長谷部 「それぞれの立場に関係なく、自分が思っていることを言う。そして相手が思っていることを聞く。それが大事だと思う」
ー コミュニケーションの取り方にも気を配っている。相手によって話し方を変えたり、一対一を選んだり、グループで会話したり。長谷部はその時に合った手段を選ぶようにしている。一方で、カズは「キャプテンとして」のコミュニケーションを意識したことがない。Jリーグの開幕を飾る横浜マリノス戦でキャプテンマークを巻いたが、「コイントスの係」くらいにしか捉えていかなったという。
カズ 「僕が考える『プロ』とは、どうしても個人なんです。
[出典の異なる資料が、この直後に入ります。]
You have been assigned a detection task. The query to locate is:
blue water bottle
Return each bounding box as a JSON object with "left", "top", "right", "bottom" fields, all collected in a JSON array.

チームスポーツとはいえ、プロの世界は個人だと思っている。だから、自分がキャプテンをやっている時に『僕がチームを引っ張る』、『僕が間に入る』なんて考えたことがないですね」
ー キャプテンであろうとなかろうと、カズは誰よりも早く練習場に来て、誰よりも気持ちを入れてプレーする。その姿に刺激を受ける選手がいてくれたらいい。それだけだ。
その「個人」にフォーカスした時、長谷部はロシアW杯で何を示したいのだろうか。年齢を重ね、経験を積んだ長谷部は史上最高の状態でロシア大会に臨めると言い切った。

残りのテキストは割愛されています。